Each Unit will consist of one common share of the Company (each, a "Unit Share") and one-half of one common share purchase warrant (each whole warrant, a "Warrant"). Each whole Warrant shall entitle the holder to purchase one common share of the Company (each, a "Warrant Share") at a price of C$2.25 at any time on or before that date which is 36 months after the Closing Date (as herein defined).
The Company will grant to the Underwriters an option, exercisable up to 48 hours prior to the Closing Date, to purchase for resale up to an additional 1,250,000 Units at the Offering Price for additional gross proceeds of up to C$2,000,000 (the "Over-Allotment Option"). The Underwritten Offering and the securities issuable upon exercise of the Over-Allotment Option shall be collectively referred to as the "Offering".
The Company intends to use the net proceeds of the Offering for acquisitions of royalties, income and commodity streams, annual benefit payments and similar interests, as well as for working capital purposes.
Subject to compliance with applicable regulatory requirements and in accordance with National Instrument 45-106 - Prospectus Exemptions ("NI 45-106"), the Units under the Offering will be offered for sale to purchasers resident in all of the provinces of Canada except Québec pursuant to the listed issuer financing exemption under Part 5A of NI 45-106, as amended by Coordinated Blanket Order 45-935 - Exemptions from Certain Conditions of the Listed Issuer Financing Exemption (the "Listed Issuer Financing Exemption").
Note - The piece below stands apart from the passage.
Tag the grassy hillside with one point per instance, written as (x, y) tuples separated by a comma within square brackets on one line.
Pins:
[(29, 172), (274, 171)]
The Unit Shares and the Warrant Shares underlying the Units are expected to be immediately freely tradeable in accordance with applicable Canadian securities legislation if sold to purchasers resident in Canada. The Units will also be offered in the United States or to, or for the account or benefit of, U.S. persons, by way of private placement pursuant to the exemptions from the registration requirements provided for under the United States Securities Act of 1933, as amended (the "U.S. Securities Act"), and in jurisdictions outside of Canada and the United States on a private placement or equivalent basis, in each case in accordance with all applicable laws, provided that no prospectus, registration statement or other similar document is required to be filed in such jurisdiction.